Step 2. Transforming the term $J$ using (2.6) we obtain
$$
\begin{equation*}
J=q z(1-tz)^{-1}\cdot r(1-dq)^{-1}(1- dq z(1-tz)^{-1}\cdot r(1-dq)^{-1})^{-1}.
\end{equation*}
\notag
$$
Bearing in mind the matrix identity we arrive at
$$
\begin{equation*}
\begin{aligned} \, J&=q z(1-tz)^{-1}\cdot (1- r(1-dq)^{-1}\cdot dq z(1-tz)^{-1})^{-1}r(1-dq)^{-1} \\ &=qz (1- \{t+r(1-dq)^{-1}\cdot dq\}\cdot z)^{-1}r(1-dq)^{-1}. \end{aligned}
\end{equation*}
\notag
$$
Next we transform the term $I$ using (2.6) and apply the identity to the second factor in (2.6). We arrive at
$$
\begin{equation*}
\begin{aligned} \, I&=p(1-dp)^{-1} \\ &\qquad + p(1-dp)^{-1} d\cdot q z(1-tz)^{-1} r(1-dq)^{-1} (1- dq z(1-tz)^{-1} r(1-dq)^{-1})^{-1} \\ &=p(1-dp)^{-1}+ p(1-dp)^{-1} d\cdot J. \end{aligned}
\end{equation*}
\notag
$$
Thus,
$$
\begin{equation*}
\begin{aligned} \, &I+J =p(1-dp)^{-1}+\{p(1-pd)^{-1}d+1\}\cdot J \\ &\ =(1-pd)^{-1}p+\{(1-pd)^{-1}\}\cdot qz (1- \{t+r(1-dq)^{-1}\cdot dq\}\cdot z)^{-1}r(1-dq)^{-1} \end{aligned}
\end{equation*}
\notag
$$
(we have applied (2.7) to the expression in curly brackets). We substitute the result into (2.5) for the expression in large parentheses and obtain the required formula.
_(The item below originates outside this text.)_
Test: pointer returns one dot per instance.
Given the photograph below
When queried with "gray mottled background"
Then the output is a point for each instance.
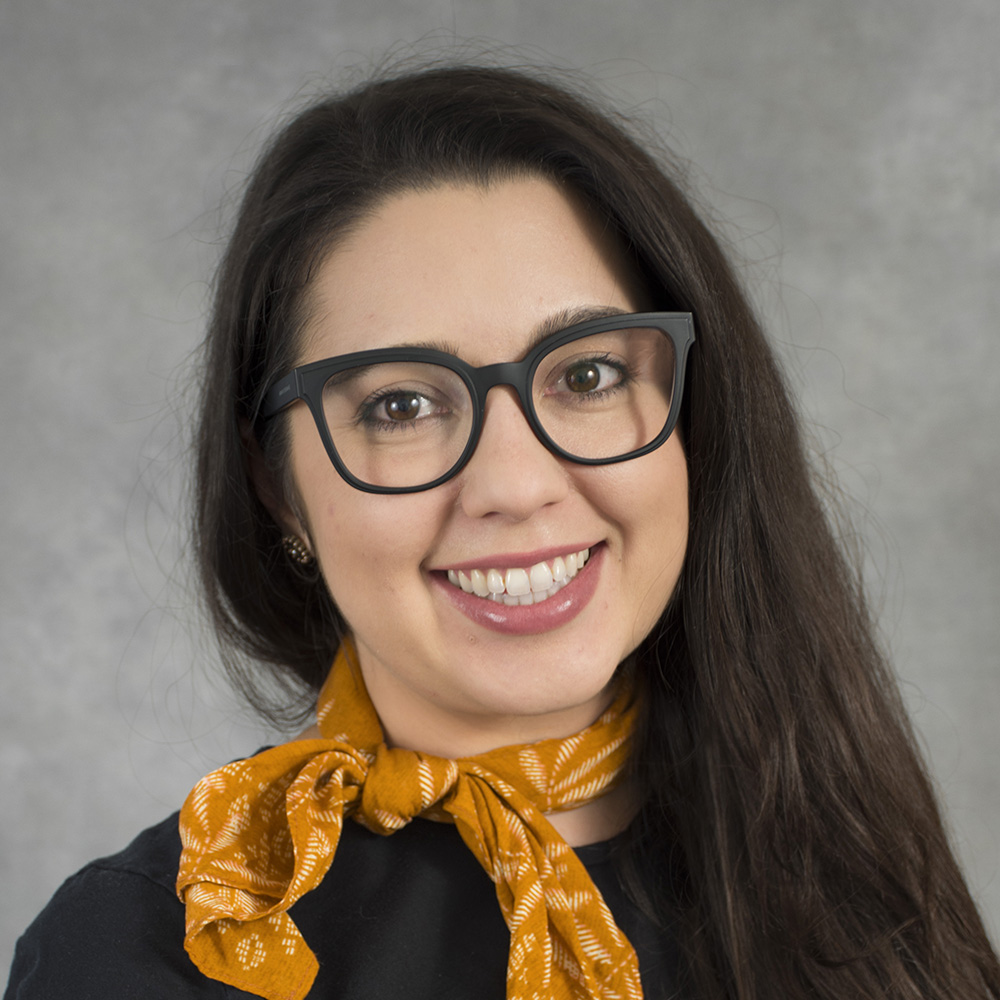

The lemma is proved. 2.7. Characteristic functions and Krein-Shmul’yan mapsFormula (1.3) can be written as
$$
\begin{equation}
\Theta\biggl[\begin{pmatrix} a&b\\ c&d \end{pmatrix};S \biggr]= \sigma\biggl[\begin{pmatrix} a&b\\ c&d \end{pmatrix};1_j\otimes S\biggr].
\end{equation}
\tag{2.8}
$$
2.8. A polynomial representations for $\operatorname{GL}(n, {\mathbb{C}})$Irreducible holomorphic representations $\rho_\mathbf{m}(g)$ of $\operatorname{GL}(n,\mathbb{C})$ are enumerated by ‘signatures’
$$
\begin{equation*}
\mathbf m:=(m_1, \dots, m_n), \quad \text{where } m_j\in \mathbb Z \text{ and } m_1\geqslant m_2\geqslant\dots\geqslant m_n
\end{equation*}
\notag
$$
(see, for example, [24], §§ 49 and 50). Recall a semi-explicit construction of $\rho_\mathbf{m}$. Consider the space $\mathbb{C}^n$ with the standard basis $e_1,\dots,e_n$. The representation $\lambda_k(g)$ with signature $(\,\underbrace{1,\dots,1}_{k\text{ times}},0,\dots,0)$ is the representation in the $k$th exterior power $\bigwedge^k \mathbb{C}^n$; its highest weight vector is $v_k=e_1\wedge \cdots \wedge e_k$. The matrix element $\langle \rho(g)v_k,v_k\rangle$ is the $k$th principal minor $\Delta_k(g)$ of $g$. The representation $\lambda_n$ is simply $\det(g)$ (in particular, we can consider its negative tensor powers). The representation $\rho_\mathbf{m}$ is a subrepresentation of
$$
\begin{equation}
\bigotimes_{k=1}^{n-1} \lambda_k^{\otimes (m_k-m_{k+1})}(g)\otimes\lambda_k(g)^{m_n}.
\end{equation}
\tag{2.9}
$$
More precisely, $\rho_\mathbf{m}$ is the cyclic span of the highest weight vector
$$
\begin{equation*}
\xi_\mathbf m:=\bigotimes_{k=1}^{n-1} (e_1\wedge \dots \wedge e_k)^{\otimes( m_k-m_{k+1})}\otimes (e_1\wedge\dots\wedge e_n)^{\otimes m_n}.
\end{equation*}
\notag
$$
The matrix element
$$
\begin{equation*}
\langle \rho_\mathbf m(g)\xi_\mathbf m,\,\xi_\mathbf m\rangle=\prod_{k=1}^{n-1} \Delta_k^{m_k-m_{k+1}}\cdot \det(g)^{m_n}
\end{equation*}
\notag
$$
is polynomial if and only if $m_n\geqslant 0$. On the other hand, for $m_n\geqslant 0$ the representation $\rho_\mathbf{m}$ is a polynomial representation by construction.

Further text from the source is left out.